Simplify in life is easy said then done, however achieving it helps you to be free unevenly turbulent daily events. And accepting your limitation in wanting in any form like wanting to have more wealth, friends and social statues provides you with a more peaceful and meaningful life. Your mind will has less distracted or distorted thinking. You will gear more toward a spiritual life and it is much easier to realize who you are.






The Buddha had always taught that everything has 
Buddha-nature, which means that everything has the capacity to get enlightenment. This was a very important teaching. Then one day, a monk asked Zen Master Joju, " Does a dog have Buddha-nature?" Joju said," Mu!" This means " No." That is a very big mistake! But Joju was deliberately making this mistake to cure the monk's attachment to ideas and conceptual thinking. Like most everyone at that time, this monk was too attached to the Buddha's speech, too attached to the Buddha's verbal teachings, to the words recorded in books.
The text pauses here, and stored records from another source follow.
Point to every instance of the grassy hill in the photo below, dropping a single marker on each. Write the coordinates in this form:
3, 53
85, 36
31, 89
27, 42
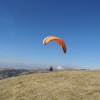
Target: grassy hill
10, 72
60, 85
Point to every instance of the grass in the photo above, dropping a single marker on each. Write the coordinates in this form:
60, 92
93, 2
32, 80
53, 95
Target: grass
61, 85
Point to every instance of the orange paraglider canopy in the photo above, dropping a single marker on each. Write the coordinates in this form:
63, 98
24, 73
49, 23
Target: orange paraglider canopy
59, 40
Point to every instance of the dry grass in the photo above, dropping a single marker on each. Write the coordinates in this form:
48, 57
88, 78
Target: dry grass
62, 85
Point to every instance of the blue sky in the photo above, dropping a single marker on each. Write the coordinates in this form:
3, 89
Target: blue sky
25, 23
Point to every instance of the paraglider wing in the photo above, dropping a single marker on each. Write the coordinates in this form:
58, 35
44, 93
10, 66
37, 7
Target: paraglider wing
59, 40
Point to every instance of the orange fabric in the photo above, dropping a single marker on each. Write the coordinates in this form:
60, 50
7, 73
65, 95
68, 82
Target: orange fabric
60, 42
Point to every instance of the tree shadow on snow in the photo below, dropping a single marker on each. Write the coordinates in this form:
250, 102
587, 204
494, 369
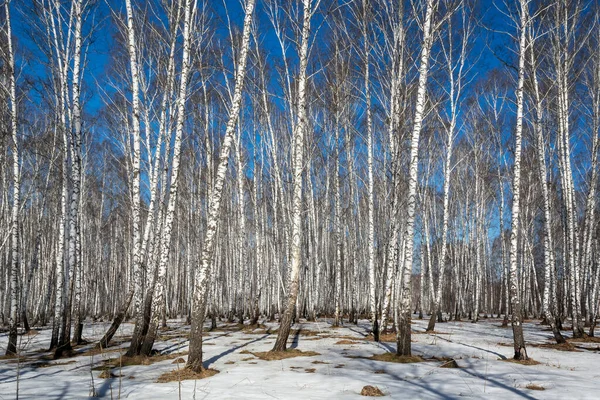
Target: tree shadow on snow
231, 350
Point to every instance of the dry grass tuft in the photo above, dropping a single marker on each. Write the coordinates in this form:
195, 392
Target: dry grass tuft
533, 386
184, 374
138, 360
346, 341
281, 355
371, 391
585, 339
450, 364
387, 337
529, 361
107, 374
392, 357
47, 364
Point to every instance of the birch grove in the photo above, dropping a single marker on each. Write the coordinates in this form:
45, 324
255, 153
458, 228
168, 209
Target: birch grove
288, 162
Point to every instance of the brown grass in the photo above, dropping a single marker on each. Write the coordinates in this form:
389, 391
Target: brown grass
47, 364
585, 339
371, 391
389, 337
137, 360
184, 374
450, 364
107, 374
529, 361
392, 357
533, 386
281, 355
346, 341
554, 346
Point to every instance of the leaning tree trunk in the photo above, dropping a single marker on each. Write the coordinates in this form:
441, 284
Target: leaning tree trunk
203, 274
404, 315
296, 220
11, 347
517, 327
548, 310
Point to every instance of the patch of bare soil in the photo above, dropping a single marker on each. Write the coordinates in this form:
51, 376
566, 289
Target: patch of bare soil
533, 386
108, 374
184, 374
529, 361
392, 357
388, 337
346, 341
554, 346
43, 364
371, 391
449, 364
585, 339
137, 360
281, 355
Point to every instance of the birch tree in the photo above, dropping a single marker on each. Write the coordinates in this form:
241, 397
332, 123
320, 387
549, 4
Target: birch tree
202, 277
515, 302
10, 92
404, 311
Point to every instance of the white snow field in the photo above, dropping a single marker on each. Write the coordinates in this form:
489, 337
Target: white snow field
340, 370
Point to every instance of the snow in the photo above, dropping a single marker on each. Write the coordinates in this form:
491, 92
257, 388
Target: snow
341, 370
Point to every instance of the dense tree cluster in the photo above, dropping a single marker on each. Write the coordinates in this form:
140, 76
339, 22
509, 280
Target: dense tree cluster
298, 159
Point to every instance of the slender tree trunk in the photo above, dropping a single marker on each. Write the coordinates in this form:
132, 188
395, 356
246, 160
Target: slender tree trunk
202, 278
296, 220
517, 327
11, 348
404, 314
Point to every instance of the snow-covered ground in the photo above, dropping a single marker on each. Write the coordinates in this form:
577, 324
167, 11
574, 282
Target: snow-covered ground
339, 372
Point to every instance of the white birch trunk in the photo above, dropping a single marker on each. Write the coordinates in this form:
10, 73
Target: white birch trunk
202, 278
404, 314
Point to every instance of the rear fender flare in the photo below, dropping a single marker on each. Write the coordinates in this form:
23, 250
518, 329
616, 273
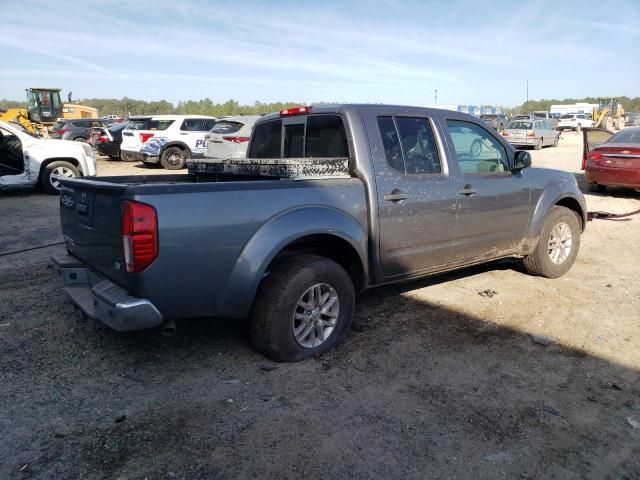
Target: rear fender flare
562, 192
282, 230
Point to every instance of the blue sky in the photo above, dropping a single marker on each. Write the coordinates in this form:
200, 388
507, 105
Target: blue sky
381, 51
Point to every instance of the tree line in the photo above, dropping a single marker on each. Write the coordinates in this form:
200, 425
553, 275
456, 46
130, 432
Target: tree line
129, 106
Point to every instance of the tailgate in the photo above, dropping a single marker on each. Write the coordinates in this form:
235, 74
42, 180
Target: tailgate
90, 214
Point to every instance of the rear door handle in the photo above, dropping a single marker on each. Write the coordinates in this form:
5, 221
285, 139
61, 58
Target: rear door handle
395, 197
468, 190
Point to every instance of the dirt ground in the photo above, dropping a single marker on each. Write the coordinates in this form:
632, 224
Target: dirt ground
540, 380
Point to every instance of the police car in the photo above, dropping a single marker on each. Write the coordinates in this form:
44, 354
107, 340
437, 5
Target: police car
170, 140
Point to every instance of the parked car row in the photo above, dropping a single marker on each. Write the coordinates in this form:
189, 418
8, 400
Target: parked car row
171, 140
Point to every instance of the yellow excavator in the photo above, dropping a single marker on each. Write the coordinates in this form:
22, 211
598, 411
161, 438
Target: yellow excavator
609, 114
43, 109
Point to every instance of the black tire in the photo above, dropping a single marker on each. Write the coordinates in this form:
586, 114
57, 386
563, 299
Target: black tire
272, 318
174, 158
47, 181
539, 262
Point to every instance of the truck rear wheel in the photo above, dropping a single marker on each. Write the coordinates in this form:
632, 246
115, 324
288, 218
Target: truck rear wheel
304, 307
558, 244
173, 158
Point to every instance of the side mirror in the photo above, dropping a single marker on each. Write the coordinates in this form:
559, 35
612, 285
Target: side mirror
522, 160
He hadn't yet attain the Buddha's mind. This monk was stuck in dualistic thinking. Zen Master perceived that, and said " No!" This " No" hit that monk's mind.
( I used to correct my students not attach to statues or temples. The true realisation comes from within.)








The Mahaparinirvana-sutra says," All formations are impermanent; this is the law of appearing and disappearing. When appearing and disappearing disappear, then this stillness is bliss." This means that when there is no appearance or disappearance in your mind, that mind is complete stillness and bliss. It is a mind utterly devoid of thinking. This your mind before thinking arises.
Empty mind is the mind that does not appear or disappear. Keeping this mind at all times is Tathagata Zen.
( This a very difficult stage or state to achieve. Only a very few people can reach such a level. No harm trying to reach this level.)





Buddhism teaches that our consciousness is actually made up of nine separate consciousnesses. When we are born we have the six consciousnesses: seeing, hearing, smelling, tasting, and thinking. After some time, when a baby is about two years old, a very simple kind of discrimination appears. This is the appearance of the seven consciousness, which is like-and -dislike mind. We often call it the discriminating consciousness, because it is the mind which separate this from that, good from bad, up and down.
The mind that remembers all our actions and experiences is the eighth consciousness. It is also called the storehouse consciousness because this consciousness stores everything we have done, thought or experienced. It is known as memory: not only actions from this life, but all our actions committed since beginningless time are kept in this consciousness. This consciousness is like a very meticulous computer, because it records everything we have ever done and seen and heard and smelled and tasted and touched and thought, both in this life and in all our previous lives. At night, when we have dreams, that is the working of the eighth consciousness.
The last consciousness that Buddhism teaches is our ninth consciousness, or our Dharma-consciousness, another name known as dharmakaya. It is also known as true self, or original nature, or true nature or Buddha-nature. Originally it has no name and no form.